The government has already helped prospective home owners through its Help to Buy scheme, which has allowed people to purchase homes with just a 5% deposit. But the government is now going further by introducing a Help to Buy ISA. People will now be able to open an ISA, save up to £200 a month towards their first home, and the government will boost it by 25%. That's a £50 bonus for every £200 people save, up to £3,000. Welcome news for people struggling with London's house prices.

But we can do more. I will use the new devolved powers to accelerate the provision of new homes by reducing planning delays. By cutting red tape, we can make it easier for people wanting to expand their homes to acquire planning permission. And, dare I say it, have the final say over the NIMBYism that's paralysing development over some of our boroughs.

Keeping London Moving As We Grow

The budget has also been helpful in allowing us to meet London's other challenges, none more so than keeping London moving efficiently. The Chancellor and the Mayor have already set out some exciting ideas, such as extending the operating hours of the Tube, and taking steps towards 24-hour operations on Overground lines by 2017. But the budget has helped even more. Transport for London is spending £16m on the development of the Croxley rail link, which will extend the Metropolitan Line on the Tube service to Watford Junction on the West Coast Main Line. Good news for commuters.

Another of my priorities is to keep London a magnet for technology and innovation, and the budget has given this a healthy boost, too. Most welcome is the Chancellor's support for the Francis Crick Institute, a world-class research centre currently being built in Euston, scheduled to open this year. With its budget of £100m being drawn chiefly from universities and charities, the Chancellor's pledge to invest up to £30m from the sale of the Medical Research Council is a step in the right direction. This will help support the 1,500 staff and cement its place as the leading biomedical research centre in Europe.

A London Budget

George Osborne's message for London was a welcome one. He's right in describing London as the global capital, and he's right in saying that we can't pull the nation up by pulling London down'. A successful London is key to a successful United Kingdom, and Londoners have every reason to be excited about the potential this budget will unlock. The Budget also gave Manchester the right to keep 100% of growth in local business rates and I want this for London too. Manchester has already negotiated control over its NHS spend. London is a powerhouse - we need that control and money to be re-invested in our communities.

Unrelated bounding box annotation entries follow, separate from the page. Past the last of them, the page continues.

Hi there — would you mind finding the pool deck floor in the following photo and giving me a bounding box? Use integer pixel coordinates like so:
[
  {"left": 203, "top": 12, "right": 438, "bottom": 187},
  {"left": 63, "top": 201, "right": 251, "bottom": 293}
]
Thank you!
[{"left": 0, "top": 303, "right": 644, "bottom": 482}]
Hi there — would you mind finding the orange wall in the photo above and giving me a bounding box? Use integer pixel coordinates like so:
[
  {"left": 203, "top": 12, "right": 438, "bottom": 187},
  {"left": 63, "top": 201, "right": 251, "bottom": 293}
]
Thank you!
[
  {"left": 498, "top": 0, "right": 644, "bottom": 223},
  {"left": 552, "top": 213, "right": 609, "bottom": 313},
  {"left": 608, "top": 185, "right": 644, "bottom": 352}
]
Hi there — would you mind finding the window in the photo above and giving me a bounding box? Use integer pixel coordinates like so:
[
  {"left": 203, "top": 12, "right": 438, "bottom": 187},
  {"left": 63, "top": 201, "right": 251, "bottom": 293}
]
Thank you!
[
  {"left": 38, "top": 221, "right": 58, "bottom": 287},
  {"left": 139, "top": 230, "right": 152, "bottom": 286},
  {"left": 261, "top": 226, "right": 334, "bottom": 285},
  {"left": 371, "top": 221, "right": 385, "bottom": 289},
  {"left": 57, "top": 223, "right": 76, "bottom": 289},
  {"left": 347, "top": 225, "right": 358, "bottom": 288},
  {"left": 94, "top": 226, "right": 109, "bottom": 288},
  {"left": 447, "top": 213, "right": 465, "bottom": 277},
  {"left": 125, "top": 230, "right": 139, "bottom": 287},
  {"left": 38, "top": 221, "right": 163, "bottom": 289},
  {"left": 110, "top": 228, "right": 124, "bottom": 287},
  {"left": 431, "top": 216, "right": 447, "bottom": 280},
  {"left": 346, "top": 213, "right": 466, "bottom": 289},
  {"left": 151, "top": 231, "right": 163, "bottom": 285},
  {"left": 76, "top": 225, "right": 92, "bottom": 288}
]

Every year, the Mayor is charged with the task of presenting a Capital Spending Plan for each of the bodies that make up the GLA including TfL and the Mayor's office for Policing and Crime. This is an opportunity to showcase London to the world, as the Budget showcases the successes and future of the UK.

As the Chancellor states, London is a powerhouse - as Mayor I will make the Capital Spending Plan turned into a London Budget. We need to do two things - make more of a deal of the plans for the city, and boast about the things we do. Many of the city's key business and technology leaders will agree with me that we excel at so many things - but one of the things we could do better is shout about it on the international scene.

The Mayor is the figurehead of London at home and abroad - and as Mayor I will build upon the work and cooperation of Boris Johnson, and that of the government that Wednesday's budget starkly showed. I will also continually push to ensure that London is at the forefront of the Chancellor's mind each Budget Day. With a London Budget, showcasing the city and its potential - I will also present our city to Londoners and the world.